Telaviv não tem dúvidas que Damasco está a armar o Hezbollah até aos dentes. A ideia é transformar o Partido de Deus num exército convencional.
Shimon Peres, o presidente israelita, acusa a Síria de estar a passar mísseis Scud através da fronteira com o Líbano, com o objectivo de armar o Hezbollah. As tropas israelitas avançam para a fronteira e chegam até à cidade de Abbassiyeh, retirando-se depois de um aviso do exercito libanês.
A Síria nega todas as acusações do vizinho sionista enquanto o movimento paramilitar xiita libanês admite que o assunto não diz respeito a ninguém, muito menos aos israelitas. Porém, o xeque Naim Qassem, o número dois do Partido de Deus, sempre vai dizendo que o Hezbollah está preparado para retaliar qualquer ataque israelita.
Em menos de uma semana, e a avaliar pela sucessão de eventos, muita coisa pode acontecer no Médio Oriente.
As últimas informações veiculadas por fontes próximas das agências de segurança israelitas, dão como certo o tráfico de armas iranianas e sírias - através do regime de Bashar Al-Assad - com o propósito de transformar o Hezbollah, uma milícia de 25 mil homens alegadamente treinada pelos Guardas da Revolução iraniana, num verdadeiro exército.
Mísseis Scud, Fajr-5, M-600 e SS-26 farão parte das últimas doações feitas ao arsenal do Hezbollah. Estas armas, capazes de transportar cargas explosivas, químicas ou biológicas, permitem não apenas ter todo o território israelita debaixo de fogo mas também combater unidades de blindados e o poder aéreo e naval de Telavive.
"Na Europa e nos Estados Unidos a história militar mostra que os mísseis balísticos não fazem sentido sem ogivas nucleares. Mas a história e a prática do Médio Oriente é muito diferente. Embora a sua utilidade do ponto de vista estritamente militar seja duvidosa, o seu impacto psicológico e político é brutal" explica ao i Miguel Monjardino. "É uma arma que tem um enorme efeito multiplicador e é por isso que o Irão tende a alimentar os seus aliados com este tipo de armamento", conclui o professor de Geopolítica e Geoestratégia do Instituto de Estudos Políticos da Universidade Católica.
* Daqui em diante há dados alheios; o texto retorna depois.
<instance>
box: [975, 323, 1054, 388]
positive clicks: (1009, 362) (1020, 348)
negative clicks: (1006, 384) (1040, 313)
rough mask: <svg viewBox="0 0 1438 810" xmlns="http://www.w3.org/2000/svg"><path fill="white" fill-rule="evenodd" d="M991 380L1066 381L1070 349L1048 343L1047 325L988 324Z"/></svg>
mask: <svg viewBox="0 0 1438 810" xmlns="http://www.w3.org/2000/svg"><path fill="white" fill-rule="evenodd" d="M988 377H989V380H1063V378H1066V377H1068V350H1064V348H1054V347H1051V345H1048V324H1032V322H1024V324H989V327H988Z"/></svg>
Este episódio, contudo, não pode ser lido isoladamente. No Médio Oriente, as peças do puzzle vão encaixando umas nas outras. "Estão a passar-se várias coisas. A primeira é a retirada das tropas americanas do Iraque que mexe profundamente na geopolítica da região. Temos o Irã e os seus aliados - Síria, Hezzbollah e Hamas - por um lado, e Israel e os países árabes sunitas (com a Arábia Saudita à cabeça) por outro, na disputa pelo domínio regional", explica Monjardino.
E na leitura do mapa regional há uma peça que explica a subida de tom na retórica dos actores políticos: o desenvolvimento do programa nuclear iraniano e a fragilidade doméstica do regime dos aiatolas. "Há uma tensão interna no regime iraniano que, sem certezas quanto ao futuro, cavalga o nuclear.
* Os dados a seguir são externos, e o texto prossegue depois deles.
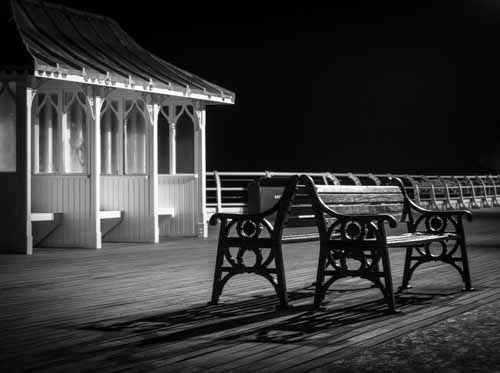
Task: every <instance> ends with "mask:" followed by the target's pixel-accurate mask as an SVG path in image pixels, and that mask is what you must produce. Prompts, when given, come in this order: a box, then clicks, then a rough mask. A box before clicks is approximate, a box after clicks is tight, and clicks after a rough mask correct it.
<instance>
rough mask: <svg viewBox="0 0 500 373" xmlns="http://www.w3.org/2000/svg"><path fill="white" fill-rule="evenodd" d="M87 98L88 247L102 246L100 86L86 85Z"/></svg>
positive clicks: (100, 98)
mask: <svg viewBox="0 0 500 373" xmlns="http://www.w3.org/2000/svg"><path fill="white" fill-rule="evenodd" d="M86 94H87V99H89V104H90V107H91V114H92V115H91V117H92V118H91V121H90V139H89V144H91V146H90V147H89V148H90V165H89V166H90V167H89V170H88V172H89V175H90V230H89V237H88V242H89V246H90V248H93V249H101V248H102V236H101V220H100V210H101V109H102V104H103V102H104V92H103V89H102V88H99V87H91V86H88V87H87V90H86ZM92 145H93V146H92Z"/></svg>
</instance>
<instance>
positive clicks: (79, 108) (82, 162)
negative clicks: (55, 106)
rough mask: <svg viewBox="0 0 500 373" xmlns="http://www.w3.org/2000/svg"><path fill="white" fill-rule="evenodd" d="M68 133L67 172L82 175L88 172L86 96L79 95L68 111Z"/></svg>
mask: <svg viewBox="0 0 500 373" xmlns="http://www.w3.org/2000/svg"><path fill="white" fill-rule="evenodd" d="M66 131H67V132H68V136H67V138H68V140H69V141H68V144H67V145H66V146H68V147H69V148H68V150H67V153H66V154H67V156H68V159H67V160H66V165H67V166H66V167H67V172H72V173H81V172H85V171H86V163H87V151H86V147H87V112H86V111H85V96H83V94H81V93H78V94H77V95H75V96H74V98H73V101H72V102H71V104H70V105H69V107H68V109H67V117H66Z"/></svg>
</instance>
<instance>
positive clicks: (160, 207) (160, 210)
mask: <svg viewBox="0 0 500 373" xmlns="http://www.w3.org/2000/svg"><path fill="white" fill-rule="evenodd" d="M158 216H169V217H171V218H174V217H175V209H174V208H173V207H160V208H158Z"/></svg>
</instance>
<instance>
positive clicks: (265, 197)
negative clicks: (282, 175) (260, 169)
mask: <svg viewBox="0 0 500 373" xmlns="http://www.w3.org/2000/svg"><path fill="white" fill-rule="evenodd" d="M287 181H288V177H286V178H283V177H261V178H259V179H257V180H254V181H252V182H251V183H249V184H248V186H247V189H248V212H249V213H250V214H256V213H261V212H264V211H266V210H269V209H270V208H272V207H273V206H274V205H275V204H276V203H277V202H278V201H279V199H280V198H281V195H282V193H283V190H284V189H285V185H286V183H287ZM290 204H291V205H293V204H294V200H293V199H292V201H291V202H290ZM310 214H311V211H309V215H307V214H303V213H302V212H301V211H300V210H297V209H289V210H288V215H287V217H286V219H285V221H284V222H283V223H284V226H283V232H282V233H283V235H282V237H281V242H282V243H296V242H307V241H315V240H318V239H319V234H318V230H317V228H316V220H315V219H314V218H312V217H311V216H310ZM275 217H276V214H274V215H270V216H267V217H266V218H267V219H268V220H269V221H270V222H271V223H274V219H275Z"/></svg>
Não sabemos se o Irão quer ou não ter uma arma nuclear. Mas o que sabemos é que o Irão quer e precisa de manter essa opção em aberto. Assim como precisa que os seus aliados tenham capacidade de retaliar se Israel atacar preventivamente." E não é só o Irão que está na mira israelita.
Numa carta dirigida ao presidente sírio divulgada pelo "Times", um ministro israelita promete fazer regressar Damasco "à idade da pedra" se o Hezbollah se "atrever a lançar mísseis balísticos" contra Israel. A tentar fechar a retirada do Iraque e a procurar uma solução definitiva para o Afeganistão, uma terceira frente é tudo o que a administração americana não precisa. "Enquanto Washington tenta ganhar tempo, o governo israelita, nervoso com estes sinais, sente que começa a ficar sem ele e pressiona em várias direcções", sublinha Monjardino.
Depois da guerra entre Israel e o Líbano, em 2006, adivinha-se mais um Verão quente no Médio Oriente sustentado nos dilemas de segurança das potências regionais: seja porque Telavive sente que a janela de oportunidade em relação ao programa nuclear iraniano se fechou; ou porque o Irão decidir soltar, preventivamente, o seu ponta de lança sobre Israel.